Look for potential hotspot structural variants by applying filters to all SVs called by DELLY.
Some code adapted from Ronak Shah's check_cDNA_contamination.py.
usage: detect_hotspot_sv.py [-h] [-s sample_name] [-t n] [-hsl hotspot_list]
[-bl black_list] [-kgl keep_genes]
[--iAnnotateSV iAnnotateSV.py]
[--genome {hg18,hg19,hg38}]
structural_variants.vcf /path/to/output_directory/
positional arguments:
structural_variants.vcf
VCF with deletion event calls
/path/to/output_directory/
Directory to put output in
optional arguments:
-h, --help show this help message and exit
-s sample_name, --sample-name sample_name
Prefix [default: filename of in_vcf]
-t n, --threshold n Output must have at least this many qualifying PE
support. [default: 1]
-hsl hotspot_list, --hotspotFile hotspot_list
path to list of hotspots
-bl black_list, --blackListGenes black_list
path to list of black list genes File
-kgl keep_genes, --genesToKeep keep_genes
path to list of genes to keep file
--iAnnotateSV iAnnotateSV.py
path to iAnnotateSV.py script [default: /home/shahr2/g
it/iAnnotateSV/iAnnotateSV/iAnnotateSV.py]
--genome {hg18,hg19,hg38}
Reference genome version to use during annotation
[default: hg19]
$ python detect_hotspot_sv.py example.vcf ./ -s my_sample -hsl /path/to/hotspotlist -kgl /path/to/geneToKeep -bl /path/to/blacklist
<output directory>/<sample name>.hotspot_sv_final.txt
: a one-line, tab-delimited list of sample name and its structural variants- Intermediate files in
<output directory>/scratch/
- Python 2
- pandas
- gridmap
- iAnnotateSV and its required modules
- iCallSV
- PyVCF
- Filter the input VCF for any events occuring i defined hotspots
- Convert the filtered VCF to tab-delimited input format for iAnnotateSV, using iCallSV.dellyVcf2Tab
- Annotate using iAnnotateSV
- Merge Annotation with VCF with iCallSV.mergeFinalFiles
- Filter merged files with iCallSV.fiterAnnotatedSV
Wrapper to run detect_hotspot_sv.py
python run_detect_hotspot_sv_analysis.py -h
usage: run_detect_hotspot_sv_analysis.py [options]
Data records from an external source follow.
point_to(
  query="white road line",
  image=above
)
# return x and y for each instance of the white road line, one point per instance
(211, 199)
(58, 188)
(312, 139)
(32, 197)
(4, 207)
Run processed-psuedogene_analysis on selected pools/samples using MSK data
optional arguments:
-h, --help show this help message and exit
-mif folders.fof, --metaInformationFile folders.fof
Full path folders and sample names of files.
-qc /some/path/qcLocation, --qcLocation /some/path/qcLocation
Full path qc files.
-P /somepath/python, --python /somepath/python
Full path Pyhton executables.
-dhs /somepath/detect_hotspot_sv.py, --detecthotspotsv /somepath/detect_hotspot_sv.py
Full path processpsuedogene.py executables.
-ias /somepath/iAnnotateSV.py, --iAnnotateSV /somepath/iAnnotateSV.py
Full path iAnnotate.py executables.
-q all.q or clin.q, --queue all.q or clin.q
Name of the SGE queue
-qsub /somepath/qsub, --qsubPath /somepath/qsub
Full Path to the qsub executables of SGE.
-t 5, --threads 5 Number of Threads to be used to run process-psuedogene
analysis on
-v, --verbose make lots of noise [default]
-o /somepath/output, --outDir /somepath/output
Full Path to the output dir.
-hsl hotspot_list, --hotspotFile hotspot_list
path to list of hotspots
-bl black_list, --blackListGenes black_list
path to list of black list genes File
-kgl keep_genes, --genesToKeep keep_genes
path to list of genes to keep file
$ python run_detect_hotspot_sv_analysis.py -mif /location/to/meatdata.txt -qc /dmp/qc/location/path -dhs /path/to/detect_hotspot_sv.py -ias /path/to/iAnnotateSV.py -q sge_queue_name -qsub path/to/qsub -t 1 -o /path/to/output/directory -v -hsl /path/to/hotspotlist -kgl /path/to/geneToKeep -bl /path/to/blacklist
Tab separated file with header:
Run | MRN | Mnumber | LIMS_ID | DMP_ASSAY_ID | 12245 |
---|---|---|---|---|---|
PoolName | SomeID | SomeID | SomeID | SomeID | Flag(0,1) |
From here: The Run and LIMS_ID are required.